There are tales of notable personalities such as Jedediah Smith who came through the area in 1827 and Major John Ebbetts who came into the area in 1850. They were no doubt the first white men in the area. "Major" John Ebbetts was a 33-year-old mountain man who was hired as a guide to get a party of New York prospectors over the Sierra Nevada and into California.
In 1853 John Ebbetts led a survey party back into the vicinity of the pass named for him in an attempt to locate a possible route for a transcontinental railroad into California from the east. Grizzly Bear Valley came into prominence when this trail route, as identified by Ebbetts, was developed into a wagon trail by a group of businessmen from Murphys.
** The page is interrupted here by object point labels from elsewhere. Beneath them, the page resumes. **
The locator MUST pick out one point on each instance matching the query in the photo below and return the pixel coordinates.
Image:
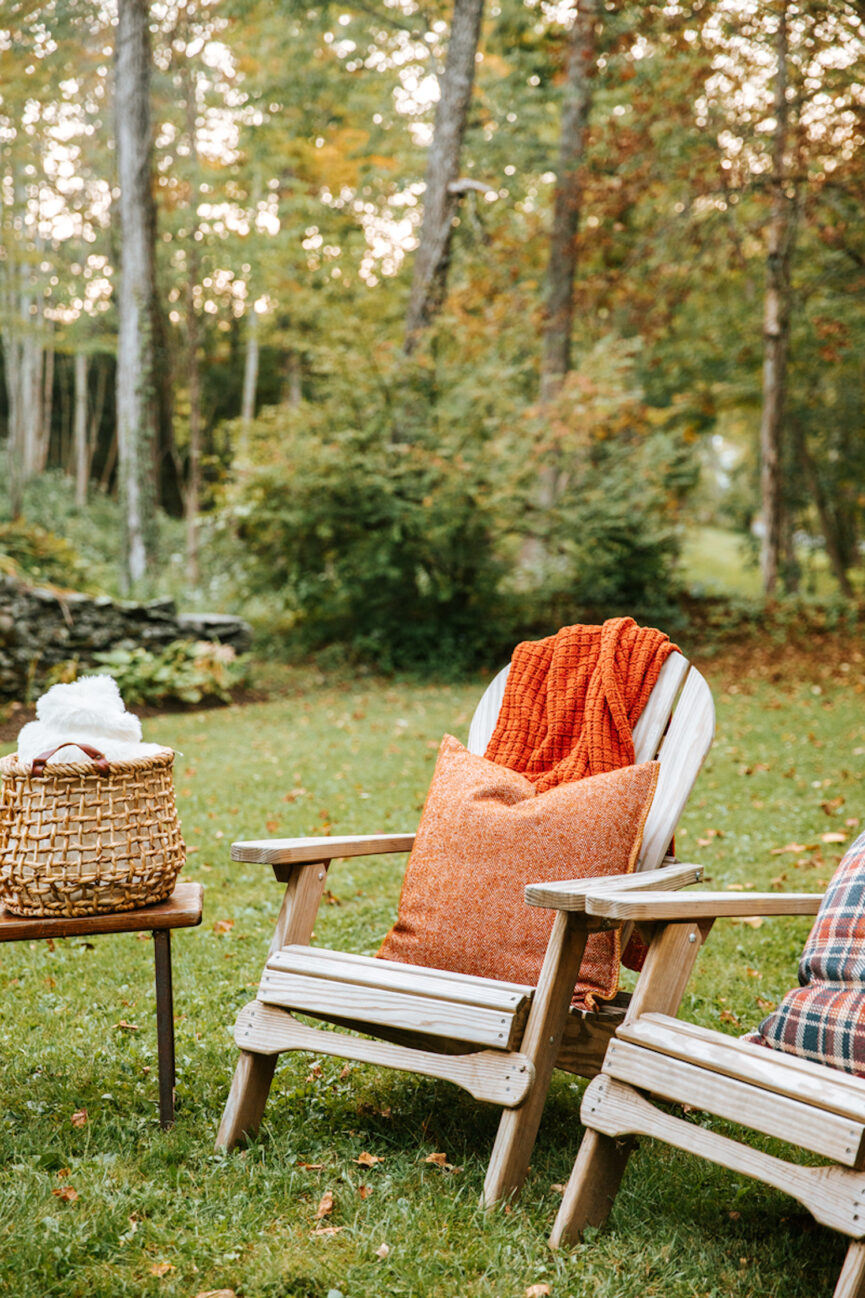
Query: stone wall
(43, 628)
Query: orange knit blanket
(572, 700)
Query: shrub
(40, 557)
(186, 670)
(381, 545)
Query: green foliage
(40, 557)
(395, 519)
(377, 532)
(186, 670)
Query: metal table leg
(164, 1023)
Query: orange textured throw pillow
(486, 833)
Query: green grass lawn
(162, 1214)
(717, 561)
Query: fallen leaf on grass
(325, 1206)
(370, 1159)
(440, 1161)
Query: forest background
(408, 329)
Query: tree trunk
(194, 375)
(79, 435)
(829, 519)
(137, 380)
(250, 369)
(776, 323)
(559, 305)
(440, 196)
(47, 406)
(294, 379)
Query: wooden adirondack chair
(498, 1040)
(655, 1054)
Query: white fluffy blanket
(91, 711)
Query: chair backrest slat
(655, 718)
(681, 757)
(486, 714)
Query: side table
(181, 910)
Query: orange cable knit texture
(570, 705)
(572, 701)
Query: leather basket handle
(99, 759)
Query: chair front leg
(601, 1161)
(253, 1074)
(540, 1042)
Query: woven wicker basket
(87, 837)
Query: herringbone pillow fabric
(824, 1019)
(486, 833)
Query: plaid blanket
(824, 1018)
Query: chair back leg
(851, 1283)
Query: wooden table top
(181, 910)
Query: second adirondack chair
(655, 1055)
(498, 1040)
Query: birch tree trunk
(194, 375)
(79, 430)
(137, 395)
(776, 322)
(47, 404)
(442, 194)
(250, 369)
(561, 268)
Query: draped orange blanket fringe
(572, 701)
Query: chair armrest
(668, 905)
(296, 852)
(572, 893)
With the eventual extinction of Grizzlies and after Harvey Blood established a toll station and service facilities, the area was known as Blood's Station at Bear Valley for over 40 years. Harvey's Daughter, Reba, became well known as she baked pies and brought them to the road workers in the area. They named a distant peak after her Mt. Reba, hence the original name of the ski area in the late 1960 ²s. In 1910, the road ceased to be a toll road and became a free state road. Harvey Blood died in May, 1910. For a number of years after his death, Louis Lombardi, his friend and Calaveras county cattleman, operated Blood's Station. Lombardi ran cattle in the Bear Valley area for 70 years. The Blood Family sold all of their holdings to the Bishop Mining and Cattle Company in 1920.